João Spadari Adami (Caxias do Sul, January 11, 1897 - Caxias do Sul, December 4, 1972) was a Brazilian historian.

== Biography ==
João Spadari Adami was the son of Francesco Adami and Selene Spadari, Italian immigrants who arrived in Caxias do Sul with their parents when they were still minors. Francesco's parents arrived in the early days of 1877, when their son was six years old, and Selene's in 1891, when she was fifteen. After his marriage, Francesco and his wife settled in the area that would later become the São Pelegrino neighborhood. He worked as a shoemaker and she worked as a washerwoman. They had the following children: João, Alfredo (died young), Alfredo II, Adelaide, Catarina, Clara, Francisca, Ernesto, Santina and Maria.

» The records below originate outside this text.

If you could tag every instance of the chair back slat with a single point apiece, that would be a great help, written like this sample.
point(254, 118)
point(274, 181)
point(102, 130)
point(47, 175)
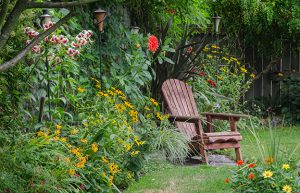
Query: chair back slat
point(180, 102)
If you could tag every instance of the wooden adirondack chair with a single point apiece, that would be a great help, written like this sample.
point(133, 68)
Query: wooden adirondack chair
point(181, 106)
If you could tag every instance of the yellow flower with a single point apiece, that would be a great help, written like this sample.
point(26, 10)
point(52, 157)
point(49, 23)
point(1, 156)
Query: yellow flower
point(58, 126)
point(95, 147)
point(80, 89)
point(285, 166)
point(105, 160)
point(267, 174)
point(244, 70)
point(154, 102)
point(72, 172)
point(74, 131)
point(287, 189)
point(134, 153)
point(269, 160)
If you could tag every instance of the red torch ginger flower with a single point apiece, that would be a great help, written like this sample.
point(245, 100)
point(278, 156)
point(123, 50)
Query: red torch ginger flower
point(251, 176)
point(202, 73)
point(212, 83)
point(72, 52)
point(36, 49)
point(81, 41)
point(240, 162)
point(74, 45)
point(152, 43)
point(47, 25)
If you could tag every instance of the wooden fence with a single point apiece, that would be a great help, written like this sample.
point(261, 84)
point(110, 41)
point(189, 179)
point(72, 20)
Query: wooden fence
point(267, 88)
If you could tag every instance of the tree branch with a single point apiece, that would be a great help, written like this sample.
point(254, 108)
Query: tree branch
point(17, 58)
point(3, 12)
point(11, 21)
point(58, 4)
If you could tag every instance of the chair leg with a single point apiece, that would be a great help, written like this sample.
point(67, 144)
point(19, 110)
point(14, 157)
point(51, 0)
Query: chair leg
point(238, 154)
point(203, 154)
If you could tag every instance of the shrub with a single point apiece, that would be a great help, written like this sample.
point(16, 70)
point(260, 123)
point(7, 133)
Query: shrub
point(264, 178)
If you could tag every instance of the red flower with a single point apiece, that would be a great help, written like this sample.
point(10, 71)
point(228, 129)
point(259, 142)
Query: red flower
point(251, 176)
point(240, 162)
point(212, 83)
point(227, 180)
point(189, 49)
point(82, 186)
point(171, 11)
point(152, 43)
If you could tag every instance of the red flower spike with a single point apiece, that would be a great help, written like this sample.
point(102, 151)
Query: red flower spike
point(251, 176)
point(152, 43)
point(240, 162)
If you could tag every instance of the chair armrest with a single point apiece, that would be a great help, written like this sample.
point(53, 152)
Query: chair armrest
point(224, 116)
point(189, 119)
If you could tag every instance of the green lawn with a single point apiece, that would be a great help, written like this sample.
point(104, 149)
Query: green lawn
point(206, 179)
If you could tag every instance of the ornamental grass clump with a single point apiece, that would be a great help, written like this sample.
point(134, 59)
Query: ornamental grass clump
point(255, 177)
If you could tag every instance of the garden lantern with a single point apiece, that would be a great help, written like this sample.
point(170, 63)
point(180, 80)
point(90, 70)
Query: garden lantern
point(100, 15)
point(45, 18)
point(135, 29)
point(217, 20)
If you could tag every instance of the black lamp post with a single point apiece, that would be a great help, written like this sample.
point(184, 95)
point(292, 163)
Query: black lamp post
point(100, 15)
point(45, 19)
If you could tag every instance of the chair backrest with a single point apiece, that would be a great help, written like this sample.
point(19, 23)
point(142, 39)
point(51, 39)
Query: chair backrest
point(179, 99)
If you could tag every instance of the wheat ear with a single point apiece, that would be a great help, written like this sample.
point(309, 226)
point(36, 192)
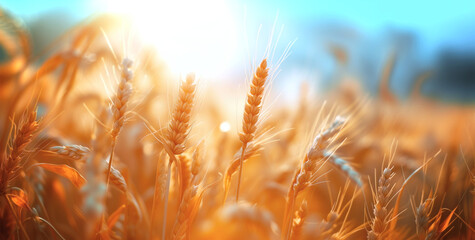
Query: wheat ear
point(298, 221)
point(380, 221)
point(251, 112)
point(305, 175)
point(119, 107)
point(180, 125)
point(177, 132)
point(76, 152)
point(10, 167)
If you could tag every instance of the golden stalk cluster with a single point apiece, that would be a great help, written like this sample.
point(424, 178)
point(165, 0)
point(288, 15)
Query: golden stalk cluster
point(142, 170)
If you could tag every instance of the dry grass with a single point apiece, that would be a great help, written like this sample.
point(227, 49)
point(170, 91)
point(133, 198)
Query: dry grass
point(141, 169)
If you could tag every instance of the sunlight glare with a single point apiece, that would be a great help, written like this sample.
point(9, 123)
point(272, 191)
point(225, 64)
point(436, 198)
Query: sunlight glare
point(198, 36)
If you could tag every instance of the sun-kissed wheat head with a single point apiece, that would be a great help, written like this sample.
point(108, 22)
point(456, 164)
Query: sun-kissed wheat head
point(101, 140)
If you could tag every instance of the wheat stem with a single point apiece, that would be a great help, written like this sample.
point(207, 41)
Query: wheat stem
point(240, 171)
point(165, 207)
point(20, 224)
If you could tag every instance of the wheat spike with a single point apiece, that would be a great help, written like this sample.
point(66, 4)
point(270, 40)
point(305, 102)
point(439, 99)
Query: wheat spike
point(75, 152)
point(9, 167)
point(251, 112)
point(180, 125)
point(383, 195)
point(299, 221)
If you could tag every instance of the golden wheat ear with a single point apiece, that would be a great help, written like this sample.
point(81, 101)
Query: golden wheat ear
point(180, 124)
point(251, 112)
point(380, 223)
point(177, 134)
point(9, 167)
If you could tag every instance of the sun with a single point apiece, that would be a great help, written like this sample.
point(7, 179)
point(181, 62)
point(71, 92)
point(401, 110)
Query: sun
point(198, 36)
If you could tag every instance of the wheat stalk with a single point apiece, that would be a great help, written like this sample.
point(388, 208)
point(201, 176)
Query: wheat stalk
point(119, 107)
point(180, 124)
point(299, 221)
point(251, 112)
point(74, 151)
point(177, 132)
point(304, 176)
point(10, 167)
point(380, 222)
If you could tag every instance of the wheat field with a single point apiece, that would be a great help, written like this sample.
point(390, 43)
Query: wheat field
point(101, 143)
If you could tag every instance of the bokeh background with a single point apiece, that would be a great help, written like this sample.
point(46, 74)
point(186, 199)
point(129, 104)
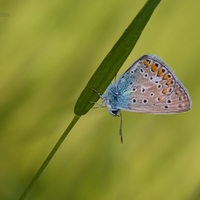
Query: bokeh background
point(48, 52)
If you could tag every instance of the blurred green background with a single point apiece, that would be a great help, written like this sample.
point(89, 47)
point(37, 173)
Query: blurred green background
point(48, 52)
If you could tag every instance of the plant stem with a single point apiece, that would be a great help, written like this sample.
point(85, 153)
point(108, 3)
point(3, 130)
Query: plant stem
point(49, 157)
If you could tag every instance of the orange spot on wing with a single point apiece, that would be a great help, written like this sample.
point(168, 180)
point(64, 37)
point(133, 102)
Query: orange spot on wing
point(146, 63)
point(153, 67)
point(160, 73)
point(166, 77)
point(165, 91)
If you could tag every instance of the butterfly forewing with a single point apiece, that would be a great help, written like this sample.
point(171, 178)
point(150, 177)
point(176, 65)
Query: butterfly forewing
point(150, 86)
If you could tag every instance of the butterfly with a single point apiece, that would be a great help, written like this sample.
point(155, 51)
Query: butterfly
point(147, 86)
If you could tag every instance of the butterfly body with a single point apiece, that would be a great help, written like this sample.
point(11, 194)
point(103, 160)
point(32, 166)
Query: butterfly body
point(148, 86)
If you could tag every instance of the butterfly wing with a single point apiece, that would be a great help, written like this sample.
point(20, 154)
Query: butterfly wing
point(150, 86)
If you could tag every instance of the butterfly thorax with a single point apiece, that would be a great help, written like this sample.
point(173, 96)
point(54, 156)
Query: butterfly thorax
point(110, 99)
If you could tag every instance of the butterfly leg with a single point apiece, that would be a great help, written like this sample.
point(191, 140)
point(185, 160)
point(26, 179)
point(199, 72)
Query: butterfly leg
point(120, 128)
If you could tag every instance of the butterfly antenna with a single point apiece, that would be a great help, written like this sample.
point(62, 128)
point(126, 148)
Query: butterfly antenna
point(120, 128)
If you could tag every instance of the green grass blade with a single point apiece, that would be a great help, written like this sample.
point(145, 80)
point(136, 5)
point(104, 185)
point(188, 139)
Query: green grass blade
point(49, 157)
point(114, 60)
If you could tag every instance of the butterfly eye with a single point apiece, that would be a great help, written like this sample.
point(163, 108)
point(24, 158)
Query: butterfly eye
point(134, 100)
point(166, 107)
point(134, 89)
point(169, 101)
point(141, 70)
point(145, 75)
point(151, 94)
point(145, 101)
point(159, 86)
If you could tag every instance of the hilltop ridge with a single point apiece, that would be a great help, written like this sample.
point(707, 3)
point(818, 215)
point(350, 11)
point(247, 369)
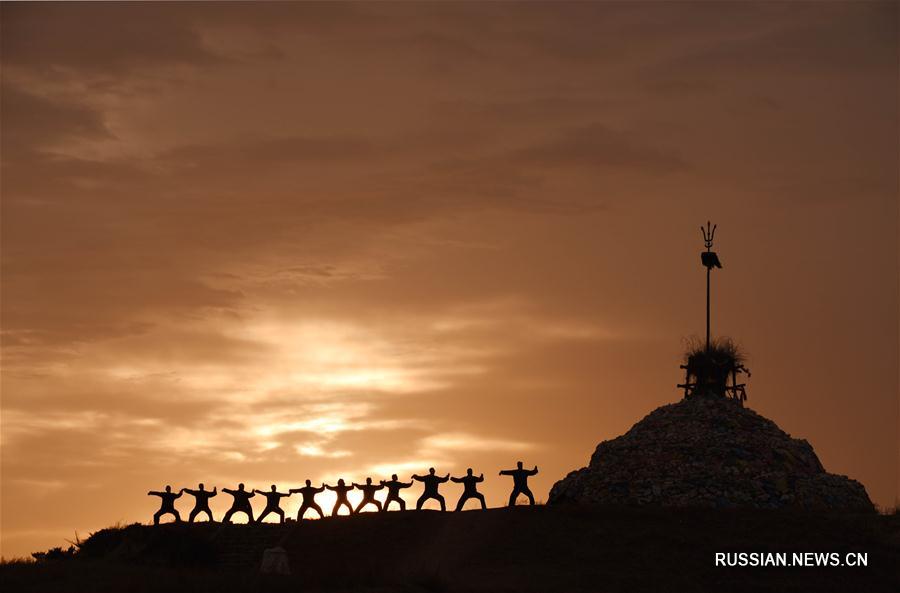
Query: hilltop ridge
point(709, 451)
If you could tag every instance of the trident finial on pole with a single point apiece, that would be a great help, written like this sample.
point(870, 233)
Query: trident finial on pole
point(710, 260)
point(708, 235)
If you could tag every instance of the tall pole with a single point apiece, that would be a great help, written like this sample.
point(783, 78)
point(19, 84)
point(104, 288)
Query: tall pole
point(710, 260)
point(707, 307)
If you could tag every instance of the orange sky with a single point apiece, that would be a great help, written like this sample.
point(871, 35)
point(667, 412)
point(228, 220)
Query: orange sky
point(271, 242)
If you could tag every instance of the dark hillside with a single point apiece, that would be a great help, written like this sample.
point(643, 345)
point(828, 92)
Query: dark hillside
point(540, 549)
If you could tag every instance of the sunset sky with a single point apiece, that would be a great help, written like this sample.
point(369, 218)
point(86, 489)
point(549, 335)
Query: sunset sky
point(285, 241)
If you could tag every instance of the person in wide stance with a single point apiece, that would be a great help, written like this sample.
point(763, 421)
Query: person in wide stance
point(167, 506)
point(201, 502)
point(309, 499)
point(369, 489)
point(431, 482)
point(394, 486)
point(273, 504)
point(241, 503)
point(341, 491)
point(520, 482)
point(470, 490)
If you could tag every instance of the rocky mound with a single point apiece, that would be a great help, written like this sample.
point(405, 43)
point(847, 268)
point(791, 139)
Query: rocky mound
point(711, 452)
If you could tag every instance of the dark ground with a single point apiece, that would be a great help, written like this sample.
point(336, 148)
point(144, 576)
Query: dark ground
point(539, 549)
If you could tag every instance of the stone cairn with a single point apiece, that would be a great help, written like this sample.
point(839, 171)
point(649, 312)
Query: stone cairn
point(709, 451)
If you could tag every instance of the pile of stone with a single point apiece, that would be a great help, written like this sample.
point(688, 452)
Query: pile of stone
point(712, 452)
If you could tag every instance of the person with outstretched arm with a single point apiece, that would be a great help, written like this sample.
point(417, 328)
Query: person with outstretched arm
point(368, 489)
point(201, 502)
point(520, 482)
point(341, 490)
point(309, 499)
point(167, 506)
point(470, 489)
point(430, 491)
point(241, 503)
point(394, 486)
point(273, 504)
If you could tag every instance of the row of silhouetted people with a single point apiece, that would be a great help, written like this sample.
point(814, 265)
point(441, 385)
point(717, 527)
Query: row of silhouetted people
point(431, 482)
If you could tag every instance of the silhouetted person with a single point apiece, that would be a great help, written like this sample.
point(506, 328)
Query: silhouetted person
point(470, 490)
point(167, 507)
point(394, 486)
point(309, 499)
point(201, 501)
point(520, 482)
point(431, 482)
point(341, 490)
point(273, 504)
point(241, 503)
point(369, 489)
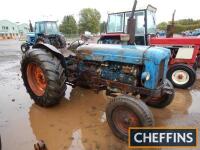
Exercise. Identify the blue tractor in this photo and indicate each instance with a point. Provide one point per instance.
(135, 76)
(46, 32)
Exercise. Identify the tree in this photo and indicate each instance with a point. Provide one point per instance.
(68, 25)
(30, 26)
(89, 20)
(103, 27)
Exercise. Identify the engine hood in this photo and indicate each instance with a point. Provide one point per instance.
(122, 53)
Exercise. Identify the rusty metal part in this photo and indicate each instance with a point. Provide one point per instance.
(40, 145)
(36, 79)
(123, 118)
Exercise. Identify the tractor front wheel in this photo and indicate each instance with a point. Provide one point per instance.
(43, 76)
(181, 76)
(124, 112)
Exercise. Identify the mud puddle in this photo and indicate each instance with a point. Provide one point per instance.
(78, 122)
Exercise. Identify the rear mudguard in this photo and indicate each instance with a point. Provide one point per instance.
(53, 50)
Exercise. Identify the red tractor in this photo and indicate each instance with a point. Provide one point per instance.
(185, 51)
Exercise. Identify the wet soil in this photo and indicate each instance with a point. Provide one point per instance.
(78, 122)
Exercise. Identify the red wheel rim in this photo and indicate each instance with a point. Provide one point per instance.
(123, 118)
(36, 79)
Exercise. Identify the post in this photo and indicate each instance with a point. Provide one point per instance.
(171, 27)
(131, 25)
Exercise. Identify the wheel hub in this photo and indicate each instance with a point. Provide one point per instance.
(124, 118)
(180, 77)
(36, 79)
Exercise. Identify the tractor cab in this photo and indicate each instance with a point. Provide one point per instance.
(117, 26)
(46, 28)
(45, 32)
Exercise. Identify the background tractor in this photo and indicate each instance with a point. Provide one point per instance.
(185, 51)
(46, 32)
(135, 76)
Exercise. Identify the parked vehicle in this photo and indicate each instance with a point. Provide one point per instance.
(30, 41)
(196, 32)
(185, 51)
(128, 71)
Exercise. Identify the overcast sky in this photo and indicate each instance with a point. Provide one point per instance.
(23, 10)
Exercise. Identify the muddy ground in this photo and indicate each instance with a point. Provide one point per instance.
(79, 122)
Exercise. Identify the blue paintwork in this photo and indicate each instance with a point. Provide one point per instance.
(149, 57)
(30, 38)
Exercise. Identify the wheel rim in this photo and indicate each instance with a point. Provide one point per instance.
(180, 77)
(36, 79)
(123, 118)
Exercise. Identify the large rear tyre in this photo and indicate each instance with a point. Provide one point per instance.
(25, 47)
(124, 112)
(181, 76)
(43, 76)
(165, 100)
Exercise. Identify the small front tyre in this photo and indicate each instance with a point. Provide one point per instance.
(43, 76)
(181, 76)
(124, 112)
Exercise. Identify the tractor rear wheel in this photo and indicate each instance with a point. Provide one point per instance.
(24, 47)
(43, 76)
(124, 112)
(165, 100)
(181, 76)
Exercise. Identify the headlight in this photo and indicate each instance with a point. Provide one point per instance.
(145, 76)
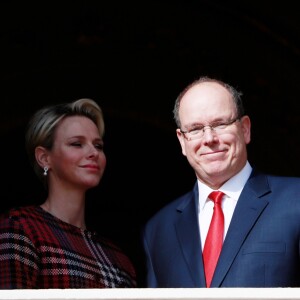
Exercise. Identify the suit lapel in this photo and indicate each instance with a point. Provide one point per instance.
(187, 229)
(248, 209)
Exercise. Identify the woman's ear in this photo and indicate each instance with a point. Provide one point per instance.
(41, 156)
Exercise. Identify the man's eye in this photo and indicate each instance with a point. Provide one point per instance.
(195, 130)
(76, 144)
(99, 146)
(219, 125)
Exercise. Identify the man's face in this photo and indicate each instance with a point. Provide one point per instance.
(218, 154)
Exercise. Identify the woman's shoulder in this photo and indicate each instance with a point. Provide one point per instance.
(19, 214)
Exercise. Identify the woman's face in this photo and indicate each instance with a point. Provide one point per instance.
(77, 160)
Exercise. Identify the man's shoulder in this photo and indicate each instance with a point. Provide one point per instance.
(171, 209)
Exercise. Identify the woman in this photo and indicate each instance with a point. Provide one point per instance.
(49, 246)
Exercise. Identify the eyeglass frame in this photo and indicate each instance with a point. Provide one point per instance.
(201, 127)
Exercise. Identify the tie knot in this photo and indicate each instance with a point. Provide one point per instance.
(216, 196)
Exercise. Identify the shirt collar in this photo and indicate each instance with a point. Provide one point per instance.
(232, 188)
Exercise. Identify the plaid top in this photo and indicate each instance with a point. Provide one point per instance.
(38, 250)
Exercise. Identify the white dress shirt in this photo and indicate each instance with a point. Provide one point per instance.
(232, 190)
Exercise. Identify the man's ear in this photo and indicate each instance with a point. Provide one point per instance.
(181, 141)
(41, 156)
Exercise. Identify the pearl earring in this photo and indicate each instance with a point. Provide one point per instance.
(45, 171)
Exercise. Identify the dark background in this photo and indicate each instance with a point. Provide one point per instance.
(134, 59)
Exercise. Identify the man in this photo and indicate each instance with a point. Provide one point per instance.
(261, 213)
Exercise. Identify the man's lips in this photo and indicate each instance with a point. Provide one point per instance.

At the age of 9, João was introduced to the tailor's trade, and shortly after to the barber's trade. During his youth, he was a soccer player, participating, in 1910, in the creation of the city's first soccer team, the Esporte Clube Ideal, which was short-lived but important. According to Cruz, the team was "a very significant initiative in a conservative city where, until then, the main sports played were card games, morra games, and bocce", representing "the driving force and diffuser of the soccer practice that, very soon, would be absorbed and disseminated as another social activity by the city's recreational clubs".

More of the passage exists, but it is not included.